MİKRO MİKROP ORDULAR
ABD'nin 2003 işgalinden beri bu coğrafyada özel güvenlik şirketi adı altında “paralı askerleri”, yani “mikro mikrop orduları” çok etkin bir şekilde kullandığına dikkat çeken Ağar, şunları kaydetti:
"Biz bunlardan sadece birini tanıyoruz. Blackwater. Blackwater, Irak’ta (Nisour vakası gibi) masumların hayatını kaybettiği ve ABD’de ceza ve mahkumiyet almasına neden olan olaylar nedeniyle önce 'Xe Hizmetler' sonra da 'Acedemia' ismini alarak yoluna devam ediyor. Yalnız, onlar bu yolda yalnız değil. Bunların yabancı olanların sayısı sadece Irak’ta 30 kadar. Bir de bunların taşeron olarak kullandığı kayıtlı 70 kadar yerli paramiliter şirket var. Bu şirketler safında ölen paralı askerlerin iç kamuoyunda hesabını vermek ise ABD için çok kolay. Parayı bastırdığı için isimleri bile okunmuyor. Zaten isimlerinin anılmaması da gerekiyor."

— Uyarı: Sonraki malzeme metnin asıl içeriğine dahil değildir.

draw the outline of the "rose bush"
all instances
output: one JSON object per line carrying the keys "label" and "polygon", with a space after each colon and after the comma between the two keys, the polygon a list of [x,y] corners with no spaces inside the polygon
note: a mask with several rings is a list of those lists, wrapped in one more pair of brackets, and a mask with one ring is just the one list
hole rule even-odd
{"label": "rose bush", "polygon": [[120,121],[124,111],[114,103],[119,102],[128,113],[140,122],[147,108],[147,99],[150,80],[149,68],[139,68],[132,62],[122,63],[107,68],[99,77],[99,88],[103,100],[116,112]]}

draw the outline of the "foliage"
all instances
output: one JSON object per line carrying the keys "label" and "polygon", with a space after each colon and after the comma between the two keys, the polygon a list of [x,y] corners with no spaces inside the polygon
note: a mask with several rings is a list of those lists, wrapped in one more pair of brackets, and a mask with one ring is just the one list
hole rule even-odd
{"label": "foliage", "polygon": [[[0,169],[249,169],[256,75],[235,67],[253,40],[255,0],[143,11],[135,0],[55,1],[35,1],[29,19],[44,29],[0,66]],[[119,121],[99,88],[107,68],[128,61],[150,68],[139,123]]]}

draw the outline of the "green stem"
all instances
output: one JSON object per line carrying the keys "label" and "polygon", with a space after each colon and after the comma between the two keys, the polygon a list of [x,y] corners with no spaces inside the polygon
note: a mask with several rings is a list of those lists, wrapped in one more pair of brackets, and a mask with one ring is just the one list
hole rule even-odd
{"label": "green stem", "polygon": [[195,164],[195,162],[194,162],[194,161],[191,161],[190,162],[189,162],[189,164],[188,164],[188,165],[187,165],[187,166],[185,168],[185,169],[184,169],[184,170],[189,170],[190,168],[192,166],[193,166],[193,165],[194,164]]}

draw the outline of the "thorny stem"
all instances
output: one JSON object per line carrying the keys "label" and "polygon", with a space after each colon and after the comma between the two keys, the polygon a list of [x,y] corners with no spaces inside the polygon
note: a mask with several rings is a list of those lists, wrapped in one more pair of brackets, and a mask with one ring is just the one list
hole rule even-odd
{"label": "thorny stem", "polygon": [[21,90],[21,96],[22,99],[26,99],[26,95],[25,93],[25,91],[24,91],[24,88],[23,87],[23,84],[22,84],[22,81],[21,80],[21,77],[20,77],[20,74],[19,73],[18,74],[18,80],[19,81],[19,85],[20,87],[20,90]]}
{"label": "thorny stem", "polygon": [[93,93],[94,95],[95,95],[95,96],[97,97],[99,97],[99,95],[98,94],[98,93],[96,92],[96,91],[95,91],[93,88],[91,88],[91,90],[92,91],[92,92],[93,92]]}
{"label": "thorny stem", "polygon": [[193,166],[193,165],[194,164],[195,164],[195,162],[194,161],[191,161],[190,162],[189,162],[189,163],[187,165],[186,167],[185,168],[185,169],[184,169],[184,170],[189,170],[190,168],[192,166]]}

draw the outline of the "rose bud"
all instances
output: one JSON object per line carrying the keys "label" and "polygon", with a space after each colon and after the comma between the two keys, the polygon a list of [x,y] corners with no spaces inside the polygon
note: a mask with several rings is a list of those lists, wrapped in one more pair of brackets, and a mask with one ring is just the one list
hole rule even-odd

Bu şirketleri Suriye’de ilk Ayn el-Arap’ta yani Kobani’de gördüklerini ifade eden Ağar, "ABD askeri girmeden onlar oradaydılar. Orada ilk ateşle keşfi, örgütlenmeyi, operatif oyunları, teşkilatlanmayı, aparat yakalamayı, raporlamayı onlar yaptılar. Bunlar kirli savaşın bütün pisliklerini, felsefesini, oyun ve hilelerini birlikte hareket ettikleri güçlere öğretiyorlar. Sonrası malum. Karşımıza kirli savaşın kirli oyunlarını bilen kirli adamları çıkıyor. ABD’nin vekalet savaşında gerçek ABD askerleri ellerini sıcak sudan soğuk suya sokmuyor. Sadece gerektiği yerde, gerektiği şekilde ve gerektiği zamanda sahne alıyorlar. Özel askerler aparatları, aparatlar da kendi aparatlarını kullanıyor" diye konuştu.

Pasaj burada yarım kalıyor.